それってメチャクチャ死亡フラグだろうがー!



 ウチの声も聞かず、猛然と地下へと向かっていくBerich Inian(ベリヒ・イニアン)。ちょっと待て、単独で突っ込むな! それこそ冗談抜きで死ぬぞ、アホ! 勢いに巻き込まれるように地下へと続く。
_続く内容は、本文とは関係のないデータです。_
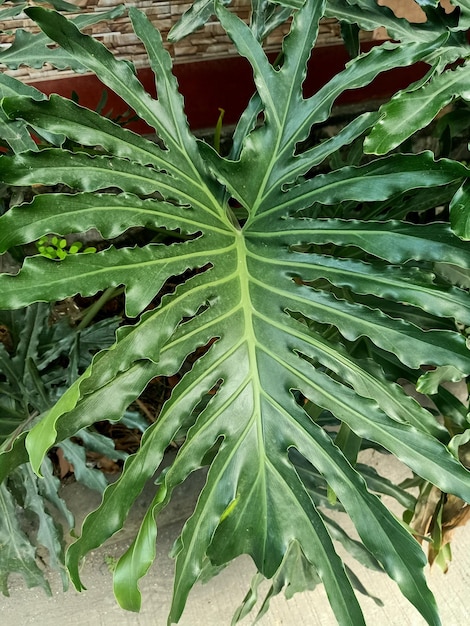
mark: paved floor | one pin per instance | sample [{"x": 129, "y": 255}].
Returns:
[{"x": 214, "y": 603}]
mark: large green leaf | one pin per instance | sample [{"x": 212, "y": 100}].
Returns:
[
  {"x": 35, "y": 49},
  {"x": 272, "y": 303},
  {"x": 410, "y": 111}
]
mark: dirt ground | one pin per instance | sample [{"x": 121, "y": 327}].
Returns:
[{"x": 214, "y": 603}]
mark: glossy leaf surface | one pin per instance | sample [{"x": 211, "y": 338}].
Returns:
[{"x": 285, "y": 297}]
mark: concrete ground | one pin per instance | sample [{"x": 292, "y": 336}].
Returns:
[{"x": 213, "y": 604}]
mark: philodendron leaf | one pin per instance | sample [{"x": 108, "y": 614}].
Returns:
[
  {"x": 410, "y": 111},
  {"x": 460, "y": 212},
  {"x": 429, "y": 382},
  {"x": 269, "y": 296},
  {"x": 35, "y": 49},
  {"x": 17, "y": 553}
]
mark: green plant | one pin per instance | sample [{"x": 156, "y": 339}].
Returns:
[
  {"x": 302, "y": 293},
  {"x": 38, "y": 361}
]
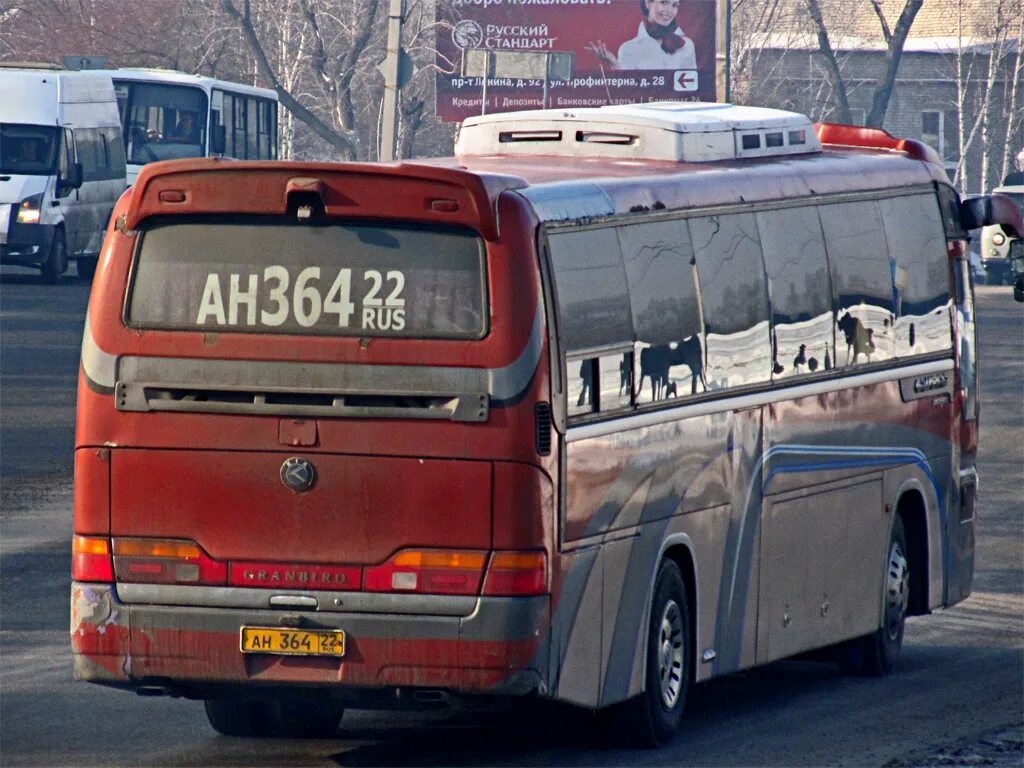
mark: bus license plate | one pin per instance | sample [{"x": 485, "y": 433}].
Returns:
[{"x": 293, "y": 642}]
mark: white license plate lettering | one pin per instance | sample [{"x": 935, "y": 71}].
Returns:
[
  {"x": 293, "y": 642},
  {"x": 308, "y": 298}
]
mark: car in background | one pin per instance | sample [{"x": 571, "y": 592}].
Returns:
[
  {"x": 995, "y": 241},
  {"x": 61, "y": 168}
]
 地下は薄暗く、奥が良く見えない。うっすらと何かが居るが……Berich Inian(ベリヒ・イニアン)じゃない、敵だ!






「ええい、あの馬鹿はどこ行った!?」



 トカゲはDrain Health(ドレイン:体力)じゃ仕留め切れない。Zombie(ゾンビ)やガードに1発殴らせてからなら効くのだが、馬鹿の姿がすでに見えなくなってしまっているので、早く仕留めなければならない。まったく、あいつ1人のせいで戦略も準備もまるで台無しだ!
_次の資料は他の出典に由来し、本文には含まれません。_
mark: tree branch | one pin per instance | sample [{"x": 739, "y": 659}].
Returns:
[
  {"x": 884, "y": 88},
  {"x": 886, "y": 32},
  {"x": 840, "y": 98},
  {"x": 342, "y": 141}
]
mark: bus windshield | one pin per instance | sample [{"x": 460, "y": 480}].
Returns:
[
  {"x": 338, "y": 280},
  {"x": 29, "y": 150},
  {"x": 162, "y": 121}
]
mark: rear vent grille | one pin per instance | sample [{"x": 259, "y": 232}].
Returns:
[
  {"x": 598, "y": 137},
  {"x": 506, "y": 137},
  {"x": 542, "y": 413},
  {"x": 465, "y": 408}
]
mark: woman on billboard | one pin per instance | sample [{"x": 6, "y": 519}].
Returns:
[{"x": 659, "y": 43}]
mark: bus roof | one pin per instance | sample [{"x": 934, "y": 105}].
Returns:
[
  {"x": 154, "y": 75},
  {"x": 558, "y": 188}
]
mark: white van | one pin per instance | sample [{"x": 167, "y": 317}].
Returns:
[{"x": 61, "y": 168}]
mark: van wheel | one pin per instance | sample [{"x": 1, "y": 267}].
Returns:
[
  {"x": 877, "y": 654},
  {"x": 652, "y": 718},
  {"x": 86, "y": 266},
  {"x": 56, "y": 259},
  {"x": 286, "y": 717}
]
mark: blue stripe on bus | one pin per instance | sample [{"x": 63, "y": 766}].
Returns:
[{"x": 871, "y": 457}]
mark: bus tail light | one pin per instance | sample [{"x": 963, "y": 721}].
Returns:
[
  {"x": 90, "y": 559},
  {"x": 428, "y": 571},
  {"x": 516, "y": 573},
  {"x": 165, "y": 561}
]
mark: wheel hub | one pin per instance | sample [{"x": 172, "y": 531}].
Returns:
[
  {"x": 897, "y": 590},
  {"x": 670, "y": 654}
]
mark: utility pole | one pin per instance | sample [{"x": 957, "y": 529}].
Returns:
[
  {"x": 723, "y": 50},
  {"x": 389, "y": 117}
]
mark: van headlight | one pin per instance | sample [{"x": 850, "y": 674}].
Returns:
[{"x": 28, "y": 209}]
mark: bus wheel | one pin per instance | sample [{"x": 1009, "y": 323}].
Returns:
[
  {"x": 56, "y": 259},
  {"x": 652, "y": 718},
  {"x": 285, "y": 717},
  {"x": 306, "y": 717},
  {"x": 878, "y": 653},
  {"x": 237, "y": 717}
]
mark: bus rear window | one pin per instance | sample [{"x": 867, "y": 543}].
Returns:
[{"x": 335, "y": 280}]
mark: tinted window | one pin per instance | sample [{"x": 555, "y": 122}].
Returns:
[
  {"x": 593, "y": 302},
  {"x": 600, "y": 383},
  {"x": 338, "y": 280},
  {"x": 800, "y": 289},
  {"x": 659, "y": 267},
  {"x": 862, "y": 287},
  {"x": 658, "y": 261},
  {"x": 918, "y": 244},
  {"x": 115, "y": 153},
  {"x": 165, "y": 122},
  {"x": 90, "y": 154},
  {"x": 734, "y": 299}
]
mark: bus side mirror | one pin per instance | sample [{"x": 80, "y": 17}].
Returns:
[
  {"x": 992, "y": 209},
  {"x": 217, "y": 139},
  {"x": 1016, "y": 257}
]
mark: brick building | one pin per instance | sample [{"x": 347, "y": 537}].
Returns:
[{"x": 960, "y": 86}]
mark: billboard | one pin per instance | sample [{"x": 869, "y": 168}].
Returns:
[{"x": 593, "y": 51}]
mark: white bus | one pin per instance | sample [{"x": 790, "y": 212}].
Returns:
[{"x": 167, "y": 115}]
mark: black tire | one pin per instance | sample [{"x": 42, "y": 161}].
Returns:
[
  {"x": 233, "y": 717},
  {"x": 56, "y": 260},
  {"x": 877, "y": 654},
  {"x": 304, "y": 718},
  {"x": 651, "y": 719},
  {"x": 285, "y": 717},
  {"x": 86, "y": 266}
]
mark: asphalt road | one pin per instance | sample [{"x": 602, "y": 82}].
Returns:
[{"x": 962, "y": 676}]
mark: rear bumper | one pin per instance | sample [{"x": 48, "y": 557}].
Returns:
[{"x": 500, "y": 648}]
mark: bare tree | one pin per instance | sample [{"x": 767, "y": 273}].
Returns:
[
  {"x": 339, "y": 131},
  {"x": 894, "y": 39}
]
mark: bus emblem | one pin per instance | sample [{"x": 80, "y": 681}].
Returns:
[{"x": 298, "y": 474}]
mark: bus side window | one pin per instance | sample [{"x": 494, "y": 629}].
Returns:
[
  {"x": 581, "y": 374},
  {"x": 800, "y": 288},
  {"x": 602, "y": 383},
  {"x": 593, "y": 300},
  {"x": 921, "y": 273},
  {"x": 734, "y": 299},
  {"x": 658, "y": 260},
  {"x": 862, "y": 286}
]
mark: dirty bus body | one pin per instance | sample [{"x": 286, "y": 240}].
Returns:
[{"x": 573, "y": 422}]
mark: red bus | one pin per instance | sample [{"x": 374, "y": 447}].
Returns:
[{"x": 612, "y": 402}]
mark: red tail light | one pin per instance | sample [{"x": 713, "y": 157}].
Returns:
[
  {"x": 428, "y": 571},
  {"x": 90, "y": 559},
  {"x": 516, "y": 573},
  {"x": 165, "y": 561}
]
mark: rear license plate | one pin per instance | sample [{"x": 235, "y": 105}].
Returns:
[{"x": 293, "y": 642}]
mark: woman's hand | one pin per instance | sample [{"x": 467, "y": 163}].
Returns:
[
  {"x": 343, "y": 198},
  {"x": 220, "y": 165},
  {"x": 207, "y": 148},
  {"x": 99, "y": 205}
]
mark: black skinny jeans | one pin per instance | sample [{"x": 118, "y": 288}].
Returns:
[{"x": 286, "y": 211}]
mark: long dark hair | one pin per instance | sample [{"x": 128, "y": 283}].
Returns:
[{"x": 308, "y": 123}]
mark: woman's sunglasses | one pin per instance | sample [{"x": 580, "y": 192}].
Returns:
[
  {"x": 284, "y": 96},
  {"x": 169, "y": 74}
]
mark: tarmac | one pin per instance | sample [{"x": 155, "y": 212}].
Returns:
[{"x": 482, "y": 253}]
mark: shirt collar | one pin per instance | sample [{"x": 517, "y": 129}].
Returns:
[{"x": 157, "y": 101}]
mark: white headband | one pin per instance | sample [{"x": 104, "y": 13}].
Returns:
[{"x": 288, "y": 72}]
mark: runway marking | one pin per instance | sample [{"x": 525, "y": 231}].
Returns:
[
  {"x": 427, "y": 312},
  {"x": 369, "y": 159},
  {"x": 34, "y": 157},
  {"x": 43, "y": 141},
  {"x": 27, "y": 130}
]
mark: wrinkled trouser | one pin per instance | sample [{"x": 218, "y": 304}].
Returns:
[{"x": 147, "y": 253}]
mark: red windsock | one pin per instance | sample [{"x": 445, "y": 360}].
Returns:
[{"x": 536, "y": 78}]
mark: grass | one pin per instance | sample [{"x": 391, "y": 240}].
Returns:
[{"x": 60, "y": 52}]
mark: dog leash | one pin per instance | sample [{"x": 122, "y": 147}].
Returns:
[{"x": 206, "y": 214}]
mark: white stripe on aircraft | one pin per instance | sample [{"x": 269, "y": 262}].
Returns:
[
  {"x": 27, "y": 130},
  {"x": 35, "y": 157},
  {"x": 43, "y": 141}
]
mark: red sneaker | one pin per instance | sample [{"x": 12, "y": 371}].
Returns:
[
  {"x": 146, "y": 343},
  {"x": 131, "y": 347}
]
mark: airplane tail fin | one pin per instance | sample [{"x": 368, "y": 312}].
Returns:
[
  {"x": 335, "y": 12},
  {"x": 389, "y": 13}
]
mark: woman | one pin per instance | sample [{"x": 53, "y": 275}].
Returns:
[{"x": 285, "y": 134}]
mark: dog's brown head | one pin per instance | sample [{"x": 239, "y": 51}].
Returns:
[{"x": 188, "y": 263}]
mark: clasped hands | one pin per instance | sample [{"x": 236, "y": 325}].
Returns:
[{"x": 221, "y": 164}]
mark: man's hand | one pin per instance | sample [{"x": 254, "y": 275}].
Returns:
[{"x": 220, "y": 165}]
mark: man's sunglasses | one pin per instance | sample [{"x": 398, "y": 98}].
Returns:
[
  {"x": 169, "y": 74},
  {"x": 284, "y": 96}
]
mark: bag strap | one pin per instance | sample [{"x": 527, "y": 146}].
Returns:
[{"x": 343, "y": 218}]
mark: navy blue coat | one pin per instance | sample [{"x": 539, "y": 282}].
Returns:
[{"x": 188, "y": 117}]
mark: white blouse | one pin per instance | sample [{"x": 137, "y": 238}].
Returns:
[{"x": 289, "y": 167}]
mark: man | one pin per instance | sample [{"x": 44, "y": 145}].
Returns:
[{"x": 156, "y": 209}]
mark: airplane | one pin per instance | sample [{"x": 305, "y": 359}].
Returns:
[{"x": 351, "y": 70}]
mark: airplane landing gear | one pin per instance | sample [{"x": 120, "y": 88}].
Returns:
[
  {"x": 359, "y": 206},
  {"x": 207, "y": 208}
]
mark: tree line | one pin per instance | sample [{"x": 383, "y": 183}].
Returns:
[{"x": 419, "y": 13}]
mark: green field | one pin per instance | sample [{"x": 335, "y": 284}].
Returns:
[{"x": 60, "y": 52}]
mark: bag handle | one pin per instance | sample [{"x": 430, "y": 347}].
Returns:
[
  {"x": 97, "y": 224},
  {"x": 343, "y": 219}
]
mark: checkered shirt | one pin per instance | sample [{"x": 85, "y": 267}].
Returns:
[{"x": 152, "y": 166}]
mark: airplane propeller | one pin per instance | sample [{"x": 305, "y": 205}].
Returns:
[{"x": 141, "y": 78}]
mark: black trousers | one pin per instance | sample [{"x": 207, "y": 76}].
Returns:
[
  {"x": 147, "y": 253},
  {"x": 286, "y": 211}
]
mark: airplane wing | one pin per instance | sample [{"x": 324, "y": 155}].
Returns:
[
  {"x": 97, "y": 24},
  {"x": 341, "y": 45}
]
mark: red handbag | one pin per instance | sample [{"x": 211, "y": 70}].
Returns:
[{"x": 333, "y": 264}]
 トカゲのほかに、炎の精霊も居たようだが、ガードたちとMartin(マーティン)が仕留めたようだ。どうやらMartin(マーティン)、魔法の心得があるようだ。後ろから魔法を撃っている分には大丈夫だろうが……。


「で、あいつはどこ行った?」



 ウチが聞くのと同時に、奥の扉が開いた音が聞こえた。だーかーらー、単独行動は止めろと言うのに。





 扉を開けて進むと、そこはKvatch(クヴァッチ)の街の中。Scamp(スカンプ)がすでにお待ちかね。ええい、邪魔だ! 反射する可能性もあるので、弱めのDrain Health(ドレイン:体力)で仕留めるが、敵はますます増えていく。Scamp(スカンプ)にトカゲに……なんだあの青いヤツぁ!?
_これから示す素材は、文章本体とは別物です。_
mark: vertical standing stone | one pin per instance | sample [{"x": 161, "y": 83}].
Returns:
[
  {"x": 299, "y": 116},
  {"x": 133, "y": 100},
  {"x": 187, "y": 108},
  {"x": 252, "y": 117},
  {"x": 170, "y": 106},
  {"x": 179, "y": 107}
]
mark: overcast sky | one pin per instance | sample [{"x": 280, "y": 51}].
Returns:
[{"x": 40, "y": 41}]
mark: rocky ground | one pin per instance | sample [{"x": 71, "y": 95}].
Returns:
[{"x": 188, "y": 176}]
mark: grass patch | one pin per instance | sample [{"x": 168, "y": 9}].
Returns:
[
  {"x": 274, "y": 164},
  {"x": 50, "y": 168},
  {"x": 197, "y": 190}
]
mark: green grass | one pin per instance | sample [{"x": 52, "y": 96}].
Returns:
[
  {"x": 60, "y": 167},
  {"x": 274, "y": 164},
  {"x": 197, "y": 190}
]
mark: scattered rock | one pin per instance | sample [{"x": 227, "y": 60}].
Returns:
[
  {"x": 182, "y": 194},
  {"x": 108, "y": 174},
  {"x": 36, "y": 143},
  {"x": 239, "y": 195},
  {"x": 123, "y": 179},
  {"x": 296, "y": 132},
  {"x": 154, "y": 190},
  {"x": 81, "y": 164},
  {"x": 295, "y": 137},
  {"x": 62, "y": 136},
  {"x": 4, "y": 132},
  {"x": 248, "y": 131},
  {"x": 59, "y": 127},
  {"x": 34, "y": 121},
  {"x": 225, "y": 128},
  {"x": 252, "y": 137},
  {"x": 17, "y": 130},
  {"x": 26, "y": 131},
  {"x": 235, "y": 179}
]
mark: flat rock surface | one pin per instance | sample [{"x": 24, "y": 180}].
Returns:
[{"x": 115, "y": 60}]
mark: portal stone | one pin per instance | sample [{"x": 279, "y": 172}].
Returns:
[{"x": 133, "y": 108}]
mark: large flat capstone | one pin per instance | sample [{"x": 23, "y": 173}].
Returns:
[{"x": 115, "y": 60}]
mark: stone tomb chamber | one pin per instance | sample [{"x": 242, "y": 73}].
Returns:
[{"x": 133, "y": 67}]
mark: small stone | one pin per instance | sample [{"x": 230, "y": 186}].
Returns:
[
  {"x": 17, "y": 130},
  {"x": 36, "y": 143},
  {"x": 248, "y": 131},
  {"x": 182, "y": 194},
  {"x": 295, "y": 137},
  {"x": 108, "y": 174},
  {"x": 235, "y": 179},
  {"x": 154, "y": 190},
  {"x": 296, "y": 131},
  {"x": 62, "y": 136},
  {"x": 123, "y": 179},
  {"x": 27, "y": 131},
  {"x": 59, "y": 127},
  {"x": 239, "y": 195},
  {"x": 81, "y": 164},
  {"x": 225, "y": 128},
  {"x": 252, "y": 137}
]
 炎の精霊も居れば氷の精霊も居るってか? こりゃポーション節約なんて言ってられない、ガンガン魔法を打ち込んでいく。見かけどおり体力あるな、こいつ。しかし氷の精霊だけあって、炎の魔法に切り替えると面白いように弱まっていく。よしよし!





 なんとかこのあたりは掃除完了。ガードたちにも犠牲者は出ていない。さすがに怪我は負っているけどな。弓使いは弓が壊れてしまったらしい。そこらの死体から武器でも拾っておけ。ほら、あっちにKvatch(クヴァッチ)のガードの死体が……あ。





 Berich Inian(ベリヒ・イニアン)じゃないか。死亡フラグ立てた挙句に単独行動なんて、自ら死にに行ってる様なもんだったしな。こんな状況じゃなきゃ、叱り付けてやることも出来たんだが……戦場じゃそれをすることも出来やしない。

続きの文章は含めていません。